Company Name | Emails (link to)


In the Contacts table we’re going to add two columns, that we can later hide.


Col1: Rollup::Company::Emails with the function CONCATENATE(values)

Col2: Formula with the formula LEN({Col1}) != LEN(SUBSTITUTE({Col1},Email,"",2))


Hide these columns and create a conditional color change with the formula Where Col2 = 1 to create a highlight effect on duplicate emails.


Hope this can help someone else.


In Airtable, there’s no such thing as using a field for “your” primary key. Airtable uses an internal field that is not visible through the user interface but is accessible through the API.


The first field at the left in Grid View is not the primary key. It’s what shows up in a linked record and it can be changed without affecting the link. There’s no need for it to be unique.


Christoff,

The fact that the “Key” field can contain duplicates causes big problems for us when we convert columns of text to links - we can’t be sure which record gets the link.

-Donald


Christoff,

The fact that the “Key” field can contain duplicates causes big problems for us when we convert columns of text to links - we can’t be sure which record gets the link.

-Donald


Donald, I’m not sure why you directed your comment to me. I am not an Airtable employee and I can’t solve the big problems that you’re experiencing with duplicate records.


Just adding my +1 for a dupe detection feature, I’m using Zapier to bring in form data and don’t want to duplicate contacts if they are already in the table.


Just adding my +1 for a dupe detection feature, I’m using Zapier to bring in form data and don’t want to duplicate contacts if they are already in the table.


Hi Everyone,


Just of the top of my head…

(This would be directed to the users more experienced with programming/coding)


A solution to this problem would be to use AIrtable’s API…

It allows you to create,delete etc records in Airtable…


eg. Use case


When you want to import data in from Google sheets…

Use the Google SheetsAPI to store each record in a data structure(In case you are using JAVA to access the API you could use an ArrayList)

ONLY add the record in the data structure if a similar record does not exists.


After that you could loop over the data structure (which now consists of ONLY unique records) and use the Airtable API to insert it into a particular table.

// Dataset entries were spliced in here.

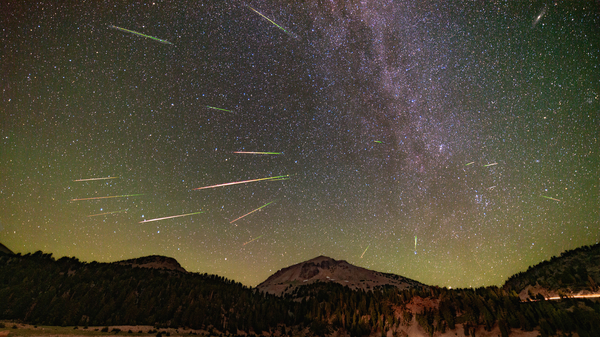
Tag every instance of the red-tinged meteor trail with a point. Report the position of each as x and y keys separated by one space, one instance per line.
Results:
x=251 y=152
x=107 y=213
x=253 y=240
x=363 y=254
x=258 y=209
x=170 y=217
x=109 y=197
x=94 y=179
x=240 y=182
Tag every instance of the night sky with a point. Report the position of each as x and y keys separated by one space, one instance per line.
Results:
x=470 y=128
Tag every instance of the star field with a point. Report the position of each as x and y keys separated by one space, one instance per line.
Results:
x=471 y=126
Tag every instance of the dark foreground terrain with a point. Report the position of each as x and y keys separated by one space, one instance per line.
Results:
x=39 y=290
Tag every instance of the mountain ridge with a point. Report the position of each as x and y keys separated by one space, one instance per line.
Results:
x=326 y=269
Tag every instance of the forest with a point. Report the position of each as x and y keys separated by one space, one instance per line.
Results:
x=37 y=289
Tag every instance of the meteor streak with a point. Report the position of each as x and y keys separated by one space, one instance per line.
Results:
x=363 y=254
x=258 y=209
x=107 y=213
x=271 y=21
x=240 y=182
x=415 y=244
x=249 y=152
x=253 y=240
x=140 y=34
x=110 y=197
x=170 y=217
x=93 y=179
x=212 y=107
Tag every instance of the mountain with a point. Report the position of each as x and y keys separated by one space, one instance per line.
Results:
x=326 y=269
x=5 y=250
x=153 y=261
x=575 y=272
x=37 y=289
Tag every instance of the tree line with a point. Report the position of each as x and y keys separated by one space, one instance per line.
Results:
x=38 y=289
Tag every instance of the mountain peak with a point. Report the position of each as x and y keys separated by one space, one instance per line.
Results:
x=5 y=250
x=155 y=262
x=326 y=269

David Smedberg, Great workaround. Thanks!

I agree with Roger (ripwit) … this should be a full-fledged feature that includes duplicate detection by column and an ability to designate at least one more column (other than the first “Name” column) as primary, unique and not-null in every table. (Note: A number of other similar DBs do have this feature.)

It sure has taken Airtable to implement this feature a long time!


+1 here for a duplicates detection and possibly pre-defined actions when they are detected. This is casually usefully in SO MANY scenarios. Specifically, I’m using Airtable for asset tracking using barcodes, and would like to know if someone has attempted to use the same asset ID number twice.


+1 here for a duplicates detection and possibly pre-defined actions when they are detected. This is casually usefully in SO MANY scenarios. Specifically, I’m using Airtable for asset tracking using barcodes, and would like to know if someone has attempted to use the same asset ID number twice.


This is ultimately an ask for data validation per field, against another field or linked field.


This feature looks like it’s something the user base want and was requested back in early 2016… can we get an official answer from Airtable on whether or not its been approved?


2 years…


this is like copy-paste in the old iphones. a feature that is shameful not to have !!!


Occasionally in our video production database, we find the same project is represented by two different records – often both with partial information filled out in separate fields. It would be immensely helpful to have an option to merge two similar records into one, without having to manually copy and paste all relevant info.


Important feature. Please implement!


Seems like a logical addition would be able to have some kind of merge duplicates functionality especially when dealing with complex databases, it’s important to preserve linking between tables which makes manual deduplication a pain in the bum.


I recently created an updated version of my De-duplication Demo base that does away with the need to create a massive match field for each record. It seems to operate more crisply than the original.


I’m currently using a Google Sheets Add-on which works well. I’d love to use Airtable, but without this feature, I can’t move from Google Sheets.


I’m currently using a Google Sheets Add-on which works well. I’d love to use Airtable, but without this feature, I can’t move from Google Sheets.


Please take a look at my previous message. As long as you can create a link from each row of the table you want checked for duplicates to a single row in another table — a process that can be as simple as marking a range of cells and pasting a period into the entire range — you can have duplicate detection with Airtable today.


+1 For having a native feature built into Airtable for detecting duplicate records.


I use Airtable for youth sports registration databases. When a parent registers their child, the information is sent to Airtable via Zapier. Often parents will register twice, sometimes three times at varying points in the registration period. For any interested, here is my workflow for finding duplicates:




  1. I setup my column on the far left to display “Percent Unique”




  2. If that number is less than 100, I group the records by the far left column, collapse all, then skim the columns looking for the groups that have more than one record.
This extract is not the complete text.